JR: As I glance over my questions, I think that I have just about everything crossed off.

TL: I hope you don't mind that I've given you very long answers for simple questions.

JR: Not at all, that's wonderful. Anything I missed?

TL: No, you covered a lot and I get a little bit tired hearing myself blab. As usual I feel like I talk too much. (Laughs)

JR: How many interviews are you doing these days with the new album and such?

TL: Not so many. I just mean it's usual because over the years I've done interviews and I use to be embarrassed to do them at all. I'd say what I felt about a subject and then I'd think, "Who cares how I feel about that?"

In those days I would be divided about what to say as an interviewee. Now, I take a deep breath and accept that you want to hear what I have to say about things and I say it.

The Tony Levin Band
at the Key Club in LA
Photo by Chuck Ivy

Update April 23
This past weekend I had the pleasure to catch the Tony Levin Band in action at Richard's on Richards in Vancouver. All the questions surrounding whether or not the band would be able to pull off the Pieces of the Sun tunes live were answered with a resounding yes. Not only did the group cover Tony's tunes but they did versions of Sleepless and Elephant Talk that sounded more like King Crimson then King Crimson.

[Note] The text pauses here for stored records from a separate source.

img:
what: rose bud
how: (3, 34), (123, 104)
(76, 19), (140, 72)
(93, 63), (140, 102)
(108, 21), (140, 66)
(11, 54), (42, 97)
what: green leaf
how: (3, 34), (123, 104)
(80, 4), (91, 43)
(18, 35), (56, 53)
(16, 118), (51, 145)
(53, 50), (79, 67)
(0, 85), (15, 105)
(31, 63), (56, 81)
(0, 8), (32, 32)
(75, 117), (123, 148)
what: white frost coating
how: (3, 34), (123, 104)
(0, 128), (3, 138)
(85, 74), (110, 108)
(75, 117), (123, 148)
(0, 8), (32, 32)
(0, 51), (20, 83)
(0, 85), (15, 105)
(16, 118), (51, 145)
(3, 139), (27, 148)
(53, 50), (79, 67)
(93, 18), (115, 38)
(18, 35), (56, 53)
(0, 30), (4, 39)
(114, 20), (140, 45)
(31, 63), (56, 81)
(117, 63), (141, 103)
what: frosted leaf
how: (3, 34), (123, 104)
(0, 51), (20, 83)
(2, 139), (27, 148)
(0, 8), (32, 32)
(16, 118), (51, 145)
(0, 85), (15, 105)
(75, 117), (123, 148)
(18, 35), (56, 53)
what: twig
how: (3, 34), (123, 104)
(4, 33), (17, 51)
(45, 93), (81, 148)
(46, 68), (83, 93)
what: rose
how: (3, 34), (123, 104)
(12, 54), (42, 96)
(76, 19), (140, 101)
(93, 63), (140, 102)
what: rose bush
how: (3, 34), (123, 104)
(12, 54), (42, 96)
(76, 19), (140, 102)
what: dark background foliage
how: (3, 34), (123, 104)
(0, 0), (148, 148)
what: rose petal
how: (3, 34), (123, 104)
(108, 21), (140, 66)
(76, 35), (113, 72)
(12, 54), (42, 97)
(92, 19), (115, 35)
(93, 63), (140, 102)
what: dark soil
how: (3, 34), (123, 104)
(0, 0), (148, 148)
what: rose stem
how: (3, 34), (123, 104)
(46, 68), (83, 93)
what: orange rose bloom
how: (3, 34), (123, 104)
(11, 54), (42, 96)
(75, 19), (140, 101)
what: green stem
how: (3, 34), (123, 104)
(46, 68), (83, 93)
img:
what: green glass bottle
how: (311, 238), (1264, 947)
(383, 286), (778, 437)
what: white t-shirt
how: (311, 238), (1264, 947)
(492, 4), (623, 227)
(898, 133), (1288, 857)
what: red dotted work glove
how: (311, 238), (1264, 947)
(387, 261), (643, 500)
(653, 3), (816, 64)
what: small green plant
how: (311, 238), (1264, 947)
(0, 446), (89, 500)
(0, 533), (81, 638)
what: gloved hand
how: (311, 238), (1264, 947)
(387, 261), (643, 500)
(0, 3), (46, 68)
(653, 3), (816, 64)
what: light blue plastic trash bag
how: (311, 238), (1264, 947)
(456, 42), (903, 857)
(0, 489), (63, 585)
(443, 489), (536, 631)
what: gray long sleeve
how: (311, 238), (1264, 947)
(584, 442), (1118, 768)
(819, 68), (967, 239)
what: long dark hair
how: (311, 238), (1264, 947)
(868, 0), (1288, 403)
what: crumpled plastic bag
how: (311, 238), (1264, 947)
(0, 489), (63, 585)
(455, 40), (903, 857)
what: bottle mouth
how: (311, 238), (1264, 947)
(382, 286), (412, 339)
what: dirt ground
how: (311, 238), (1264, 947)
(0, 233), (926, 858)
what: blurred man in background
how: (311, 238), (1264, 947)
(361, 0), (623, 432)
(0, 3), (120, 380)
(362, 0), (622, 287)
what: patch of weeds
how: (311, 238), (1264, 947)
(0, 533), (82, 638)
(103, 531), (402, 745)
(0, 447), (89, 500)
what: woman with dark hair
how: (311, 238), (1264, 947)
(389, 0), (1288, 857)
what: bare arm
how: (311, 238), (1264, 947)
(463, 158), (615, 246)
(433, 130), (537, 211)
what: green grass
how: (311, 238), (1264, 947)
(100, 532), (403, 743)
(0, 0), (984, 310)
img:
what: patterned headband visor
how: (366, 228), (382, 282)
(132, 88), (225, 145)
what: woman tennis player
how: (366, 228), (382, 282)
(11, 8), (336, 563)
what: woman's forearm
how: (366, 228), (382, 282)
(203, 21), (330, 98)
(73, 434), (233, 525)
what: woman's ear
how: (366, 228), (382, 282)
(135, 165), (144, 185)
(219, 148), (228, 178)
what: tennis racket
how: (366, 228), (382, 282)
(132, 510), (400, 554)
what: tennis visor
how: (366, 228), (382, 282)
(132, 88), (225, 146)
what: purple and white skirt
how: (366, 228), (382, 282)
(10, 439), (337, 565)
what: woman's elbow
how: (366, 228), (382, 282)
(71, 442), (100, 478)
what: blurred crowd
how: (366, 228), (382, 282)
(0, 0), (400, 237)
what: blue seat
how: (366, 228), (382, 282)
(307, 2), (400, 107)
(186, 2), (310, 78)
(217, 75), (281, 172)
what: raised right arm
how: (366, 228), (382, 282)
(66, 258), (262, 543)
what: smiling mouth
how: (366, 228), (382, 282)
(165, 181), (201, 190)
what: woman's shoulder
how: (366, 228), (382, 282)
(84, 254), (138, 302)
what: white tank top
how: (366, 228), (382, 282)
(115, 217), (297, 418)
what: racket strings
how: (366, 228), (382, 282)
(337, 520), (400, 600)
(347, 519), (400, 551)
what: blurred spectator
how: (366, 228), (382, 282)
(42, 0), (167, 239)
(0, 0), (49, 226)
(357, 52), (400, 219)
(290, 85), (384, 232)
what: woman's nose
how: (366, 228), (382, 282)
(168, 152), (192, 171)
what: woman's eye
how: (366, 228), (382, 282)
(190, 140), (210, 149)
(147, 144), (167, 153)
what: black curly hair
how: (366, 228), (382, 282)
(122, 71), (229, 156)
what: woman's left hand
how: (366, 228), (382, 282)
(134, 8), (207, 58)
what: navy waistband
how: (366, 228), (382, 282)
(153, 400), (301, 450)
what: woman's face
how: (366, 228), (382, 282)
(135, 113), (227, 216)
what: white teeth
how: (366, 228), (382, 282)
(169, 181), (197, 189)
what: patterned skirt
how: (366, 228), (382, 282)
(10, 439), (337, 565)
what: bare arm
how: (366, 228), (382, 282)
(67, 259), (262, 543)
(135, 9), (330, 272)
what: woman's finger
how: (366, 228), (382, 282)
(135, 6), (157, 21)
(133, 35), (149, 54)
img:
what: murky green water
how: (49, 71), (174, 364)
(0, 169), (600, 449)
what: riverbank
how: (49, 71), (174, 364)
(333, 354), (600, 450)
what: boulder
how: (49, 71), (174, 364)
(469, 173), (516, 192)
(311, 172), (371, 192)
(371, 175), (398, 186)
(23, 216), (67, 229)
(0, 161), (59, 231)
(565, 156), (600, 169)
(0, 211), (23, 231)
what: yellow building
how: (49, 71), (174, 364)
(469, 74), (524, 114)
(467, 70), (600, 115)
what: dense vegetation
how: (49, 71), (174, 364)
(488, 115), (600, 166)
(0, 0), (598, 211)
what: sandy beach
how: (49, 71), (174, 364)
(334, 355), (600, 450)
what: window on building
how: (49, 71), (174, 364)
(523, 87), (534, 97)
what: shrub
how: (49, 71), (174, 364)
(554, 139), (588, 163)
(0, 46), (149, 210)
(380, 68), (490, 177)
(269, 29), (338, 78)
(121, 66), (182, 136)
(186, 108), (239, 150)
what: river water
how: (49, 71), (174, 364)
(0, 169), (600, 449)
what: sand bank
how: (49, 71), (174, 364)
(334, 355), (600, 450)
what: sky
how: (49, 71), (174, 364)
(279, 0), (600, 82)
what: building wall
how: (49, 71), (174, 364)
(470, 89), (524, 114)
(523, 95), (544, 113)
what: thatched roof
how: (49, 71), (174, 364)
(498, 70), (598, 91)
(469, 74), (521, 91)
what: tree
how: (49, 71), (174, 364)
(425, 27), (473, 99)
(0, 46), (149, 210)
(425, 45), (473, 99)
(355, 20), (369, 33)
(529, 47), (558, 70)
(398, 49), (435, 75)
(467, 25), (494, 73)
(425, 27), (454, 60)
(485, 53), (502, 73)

There's a long history of sidemen getting together and jamming after their headline gigs. I had the sense that this group-Tony, Jerry Marotta, Jesse Gress, Larry Fast and soundman/merchandise guy/substitute drummer Doug Stringer-was tapping into that tradition. This was a group of guys who have made their name making other people sound good. Together, they brought bits of all the projects they have been involved with and made an incredibly rich sonic collage.

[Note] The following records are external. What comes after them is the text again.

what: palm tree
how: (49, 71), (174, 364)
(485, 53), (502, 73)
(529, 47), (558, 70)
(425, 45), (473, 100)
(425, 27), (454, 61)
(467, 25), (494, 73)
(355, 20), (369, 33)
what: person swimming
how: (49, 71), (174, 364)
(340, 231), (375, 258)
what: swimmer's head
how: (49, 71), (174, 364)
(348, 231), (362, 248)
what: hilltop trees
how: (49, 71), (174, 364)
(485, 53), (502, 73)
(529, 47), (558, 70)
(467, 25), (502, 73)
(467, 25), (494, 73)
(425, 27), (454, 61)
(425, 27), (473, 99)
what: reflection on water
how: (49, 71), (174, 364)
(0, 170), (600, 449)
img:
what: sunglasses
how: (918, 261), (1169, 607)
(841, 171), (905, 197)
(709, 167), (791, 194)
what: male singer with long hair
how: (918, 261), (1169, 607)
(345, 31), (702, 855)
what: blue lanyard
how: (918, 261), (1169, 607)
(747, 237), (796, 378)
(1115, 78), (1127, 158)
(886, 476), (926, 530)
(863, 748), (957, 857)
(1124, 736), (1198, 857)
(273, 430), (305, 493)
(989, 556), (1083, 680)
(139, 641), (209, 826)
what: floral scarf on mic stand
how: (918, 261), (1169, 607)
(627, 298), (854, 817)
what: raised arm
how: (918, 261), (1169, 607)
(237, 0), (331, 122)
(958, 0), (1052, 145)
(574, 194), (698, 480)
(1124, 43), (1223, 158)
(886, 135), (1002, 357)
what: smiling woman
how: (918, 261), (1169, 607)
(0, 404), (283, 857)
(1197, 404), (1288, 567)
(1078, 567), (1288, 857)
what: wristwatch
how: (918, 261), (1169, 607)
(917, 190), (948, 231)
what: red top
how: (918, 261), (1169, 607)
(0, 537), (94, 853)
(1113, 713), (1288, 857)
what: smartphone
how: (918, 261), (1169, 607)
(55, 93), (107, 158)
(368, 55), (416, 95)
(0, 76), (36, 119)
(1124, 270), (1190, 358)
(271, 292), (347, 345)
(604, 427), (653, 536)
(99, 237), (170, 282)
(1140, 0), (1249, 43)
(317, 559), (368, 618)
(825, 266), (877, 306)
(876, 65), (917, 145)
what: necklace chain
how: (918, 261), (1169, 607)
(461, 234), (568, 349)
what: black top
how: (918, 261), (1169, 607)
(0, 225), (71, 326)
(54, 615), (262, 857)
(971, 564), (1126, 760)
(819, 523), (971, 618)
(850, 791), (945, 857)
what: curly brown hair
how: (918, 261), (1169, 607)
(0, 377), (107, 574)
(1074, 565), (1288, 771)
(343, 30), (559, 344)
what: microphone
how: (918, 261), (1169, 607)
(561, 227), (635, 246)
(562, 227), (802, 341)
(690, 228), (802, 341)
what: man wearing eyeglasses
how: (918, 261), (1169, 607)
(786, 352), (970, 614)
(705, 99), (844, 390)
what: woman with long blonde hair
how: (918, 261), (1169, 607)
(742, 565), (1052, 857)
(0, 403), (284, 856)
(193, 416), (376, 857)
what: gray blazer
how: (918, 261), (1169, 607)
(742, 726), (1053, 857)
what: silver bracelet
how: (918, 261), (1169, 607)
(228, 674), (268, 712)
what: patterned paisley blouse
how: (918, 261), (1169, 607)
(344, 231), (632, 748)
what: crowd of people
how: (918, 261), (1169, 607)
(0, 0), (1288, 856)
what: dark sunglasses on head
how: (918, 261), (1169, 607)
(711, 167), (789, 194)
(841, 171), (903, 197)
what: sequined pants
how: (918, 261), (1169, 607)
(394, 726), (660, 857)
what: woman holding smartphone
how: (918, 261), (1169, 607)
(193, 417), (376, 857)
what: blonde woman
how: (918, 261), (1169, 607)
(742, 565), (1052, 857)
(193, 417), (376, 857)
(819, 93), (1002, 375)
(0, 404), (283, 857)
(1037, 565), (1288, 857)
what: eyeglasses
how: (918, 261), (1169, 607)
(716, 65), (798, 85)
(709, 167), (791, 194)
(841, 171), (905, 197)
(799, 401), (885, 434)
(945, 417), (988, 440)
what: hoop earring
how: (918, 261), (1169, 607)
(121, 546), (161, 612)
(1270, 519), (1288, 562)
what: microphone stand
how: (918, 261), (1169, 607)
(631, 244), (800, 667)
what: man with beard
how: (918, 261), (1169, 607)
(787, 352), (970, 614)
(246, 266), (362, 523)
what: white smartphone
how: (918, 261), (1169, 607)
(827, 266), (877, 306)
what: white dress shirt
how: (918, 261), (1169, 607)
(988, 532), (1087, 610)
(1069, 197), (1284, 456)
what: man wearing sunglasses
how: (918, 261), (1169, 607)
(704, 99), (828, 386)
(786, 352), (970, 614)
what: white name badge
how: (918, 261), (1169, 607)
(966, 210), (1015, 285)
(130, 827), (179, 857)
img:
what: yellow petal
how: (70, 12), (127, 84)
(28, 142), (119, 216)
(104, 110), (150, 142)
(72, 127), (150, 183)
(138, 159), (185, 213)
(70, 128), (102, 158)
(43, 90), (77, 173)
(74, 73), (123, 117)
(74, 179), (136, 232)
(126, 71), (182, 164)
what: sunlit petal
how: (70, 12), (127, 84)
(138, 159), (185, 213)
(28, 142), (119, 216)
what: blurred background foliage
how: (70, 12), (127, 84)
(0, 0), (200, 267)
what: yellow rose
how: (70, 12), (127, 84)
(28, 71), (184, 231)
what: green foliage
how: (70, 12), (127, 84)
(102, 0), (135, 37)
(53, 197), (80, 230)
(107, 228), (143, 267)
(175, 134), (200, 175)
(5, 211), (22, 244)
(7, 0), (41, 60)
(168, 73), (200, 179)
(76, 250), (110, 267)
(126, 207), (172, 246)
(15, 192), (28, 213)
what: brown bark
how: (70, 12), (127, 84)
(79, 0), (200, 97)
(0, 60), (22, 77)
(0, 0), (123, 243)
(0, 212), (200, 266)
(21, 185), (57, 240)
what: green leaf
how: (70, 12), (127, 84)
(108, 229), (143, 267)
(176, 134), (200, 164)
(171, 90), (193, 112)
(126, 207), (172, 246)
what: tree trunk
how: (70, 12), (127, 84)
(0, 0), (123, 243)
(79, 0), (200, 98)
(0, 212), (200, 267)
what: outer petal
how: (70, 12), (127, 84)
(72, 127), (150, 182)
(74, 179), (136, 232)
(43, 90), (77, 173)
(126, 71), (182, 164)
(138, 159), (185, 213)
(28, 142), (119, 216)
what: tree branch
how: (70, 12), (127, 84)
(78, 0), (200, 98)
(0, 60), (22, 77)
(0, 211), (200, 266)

I managed to talk with everyone except Jesse before the show and the one constant theme was exhaustion. Jerry prefaced just about everything with some sort of comment about how wiped out they all were. These guys are doing it all themselves. They're loading the gear, doing the soundcheck, Tony's changing hotel reservations and making sure they make their connections on time. And they had traveled from Philadelphia to Vancouver in three weeks playing each night in a different city.

But the fun they are having playing was evident from the moment they walked on stage, through the light-hearted way they engaged the audience during the show, to the hour plus they spent after the show greeting satisfied concert-goers and signing everything that was placed in front of them.

Tony has taken his Stick playing to a new level. He explored the melody side of the instrument much more than he has in the past. Larry Fast covered a lot of the bass parts, freeing Tony up to explore more melodic territory on both Stick and bass. Physically, Tony was all over The Stick. He played to the top and bottom of both bass and melody side seemingly without regard for the traditional hand roles. Two-handed bass lines, both hands on the melody side, chords in both hands, melody on the bass side, bass on the melody, it didn't seem to matter.

Once again, Tony's not slowing down. In addition to the Vonda Shepard tour with Jerry Marotta and planned gigs with the Tony Levin Band this summer, Peter Gabriel has confirmed that he will be touring this November and December and Tony has signed on. The 'to do' desk will stay full.

Before the show, I asked Tony if the band had been able to pull off the tunes live as well as he had hoped they would during rehearsals. He smiled and said, "Listen tonight and then you tell me." There was no need to tell him that they nailed it. From the smile on his face, the gleam in his eye and the response from the 400 plus people that packed the small club there was no question that they did.